At the risk of merely echoing what's been said countless times: (perceived) journal quality is simply a reliable heuristic for judging paper quality. Sure, some stuff published in Nature is crap, and some third-tier journals publish important research every now and then.

But in 90% of all cases, the paper-journal quality correlation works rather well.


At first while I was reading this article I was really REALLY bummed out. I was so excited when they discovered extra terrestrial life that, even though the initial link posted on HN came from Fox News and the second came from Yahoo!, I still believed it. I'm just that big an optimist.

This guy put me in my place, though. The Journal of Cosmology does look like a complete and utter joke of a website. Fox may as well just take to syndicating Nexus magazine.

It's not all bad news though! Just as I was beginning to get seriously down in the dumps I saw that, NO JOKE, I'm the 999,999th visitor to scienceblogs.com!

Not only that, but I have been RANDOMLY SELECTED to become the possible winner of an Apple product! That news really bouyed my spirits!

In all seriousness: if this dude wants to go round shitting on other people's websites he should reconsider his choice in 3rd party ad network.


I read the paper in it's entirety today.

Hoover is a sharp scientist and he has authored a very compelling piece that on the surface appears to reinforce it's central tenant - that the structures documented are not indigenous to Earth.

If that is in fact validated, the remaining debate is about methods and interpretation of the ESEM, FSEM and EDS results. That portion of the paper appears to be very well thought out and presented.
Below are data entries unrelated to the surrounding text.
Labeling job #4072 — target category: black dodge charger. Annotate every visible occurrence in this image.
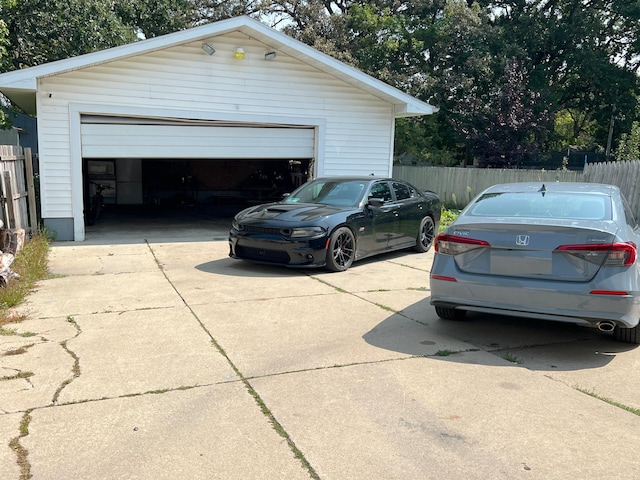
[229,176,441,272]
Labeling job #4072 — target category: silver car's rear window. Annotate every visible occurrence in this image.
[467,192,611,220]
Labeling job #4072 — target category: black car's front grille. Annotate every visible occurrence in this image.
[236,245,290,264]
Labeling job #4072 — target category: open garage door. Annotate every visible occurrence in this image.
[81,116,315,230]
[81,115,315,159]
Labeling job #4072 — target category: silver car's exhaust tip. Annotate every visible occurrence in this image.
[596,322,616,332]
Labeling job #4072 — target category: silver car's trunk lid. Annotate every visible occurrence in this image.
[451,219,615,281]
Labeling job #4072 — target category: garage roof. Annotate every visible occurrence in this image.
[0,16,438,117]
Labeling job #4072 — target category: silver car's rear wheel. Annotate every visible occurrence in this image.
[613,325,640,345]
[436,307,467,321]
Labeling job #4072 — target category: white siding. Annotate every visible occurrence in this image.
[37,34,394,219]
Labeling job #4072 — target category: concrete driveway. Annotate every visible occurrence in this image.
[0,226,640,480]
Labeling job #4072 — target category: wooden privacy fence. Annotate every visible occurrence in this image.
[393,161,640,218]
[0,145,38,233]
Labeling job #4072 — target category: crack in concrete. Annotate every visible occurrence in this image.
[145,240,320,480]
[51,316,82,405]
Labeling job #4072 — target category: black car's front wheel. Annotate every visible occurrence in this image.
[414,216,436,253]
[327,227,356,272]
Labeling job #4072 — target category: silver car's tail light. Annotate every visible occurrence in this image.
[556,242,638,267]
[434,233,491,255]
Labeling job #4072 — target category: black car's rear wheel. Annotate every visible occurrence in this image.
[414,217,436,253]
[613,325,640,345]
[327,227,356,272]
[436,307,467,321]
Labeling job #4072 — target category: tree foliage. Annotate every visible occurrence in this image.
[0,0,640,166]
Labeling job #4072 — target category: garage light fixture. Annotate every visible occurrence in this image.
[202,43,216,55]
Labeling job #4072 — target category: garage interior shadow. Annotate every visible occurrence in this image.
[85,203,239,244]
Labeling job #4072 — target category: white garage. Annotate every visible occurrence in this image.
[0,17,436,241]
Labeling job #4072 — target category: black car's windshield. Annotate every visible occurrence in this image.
[284,179,367,207]
[468,192,611,220]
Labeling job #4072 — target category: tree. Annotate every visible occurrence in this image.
[0,0,136,71]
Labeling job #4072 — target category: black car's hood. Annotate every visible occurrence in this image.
[236,203,353,223]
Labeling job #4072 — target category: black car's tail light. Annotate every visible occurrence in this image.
[556,242,638,267]
[434,233,491,255]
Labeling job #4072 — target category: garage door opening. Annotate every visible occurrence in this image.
[83,158,311,227]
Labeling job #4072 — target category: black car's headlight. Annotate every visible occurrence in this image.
[289,227,327,238]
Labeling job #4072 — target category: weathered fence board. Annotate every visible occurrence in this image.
[393,161,640,218]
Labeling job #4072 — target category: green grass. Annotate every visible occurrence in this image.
[0,234,50,330]
[438,205,460,232]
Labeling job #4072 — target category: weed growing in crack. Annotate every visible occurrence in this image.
[9,410,33,480]
[573,386,640,416]
[436,349,456,357]
[0,233,50,326]
[502,352,522,365]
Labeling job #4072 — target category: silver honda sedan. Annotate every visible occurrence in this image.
[431,183,640,344]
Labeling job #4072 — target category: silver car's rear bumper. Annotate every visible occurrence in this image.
[430,276,640,328]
What's also very good, there is a clear and concise method for reproducing the results and the invitation of so many others to do just that.

This thing has legs.


It seems telling to me that NASA had a major build up and press conference to discuss findings of exobiotic-like life, yet quietly does nothing for evidence of actual exobiotic life.


do you mean xenobiotic?


No, I didn't, but that would be appropriate, too. http://dictionary.reference.com/browse/exobiology

And I would love to know what I was down-voted for. Please tell me it wasn't because somebody thought it really should be xenobiology (and, no, xd, I don't think it was you :).


But I want to believe :(


By the way, why does everyone seem to be poo-pooing that arsenic discovery from a few months ago? Did something about it turn out to be fake?


Pretty much everything about the "arsenic-based life" claim turned out to be examples of poor scientific lab technique and poor thinking. There is NOT acceptance in the scientific community that arsenic-based life has been found.

http://scienceblogs.com/pharyngula/2010/12/its_not_an_arseni...

http://rrresearch.blogspot.com/2010/12/arsenic-associated-ba...

http://www.wired.com/wiredscience/2010/12/arsenic-life-under...

http://www.slate.com/id/2276919/


Carl Sagan once fought for the right and asked that it be treated as an honor or duty that every scientist examine claims no matter how unrealistic in order to expose the greater amount of people to the scientific method and basic science. Carl Sagan's debunking of Velikovsky was just as snarky if not more so.

For those of ill-uniformed..Velikovsky had similar theories.


Both sides of the Carl Sagan and Velikovsky affair:

http://www.jerrypournelle.com/science/velikovsky.htm

Some interesting reading as Velikovsky also was a Hoyle believer..


P.Z. Meyers is a biology Shock Jock. Thats all. He says whatever will get traffic.


Is he wrong?


Should be, JOC has 5000 scientist reviewing, and 500 vetting.


Source?


Comment was derived from the below.

http://www.wired.com/wiredscience/2011/03/aliens-riding-mete...

http://daviddobbs.posterous.com/journal-of-cosmology-going-o...

Rosie Redfield has now voiced some valid concerns on processing.


Huh? That link says they invited 5,000 scientists to "review" the paper after it was published as part of some kind of publicity stunt.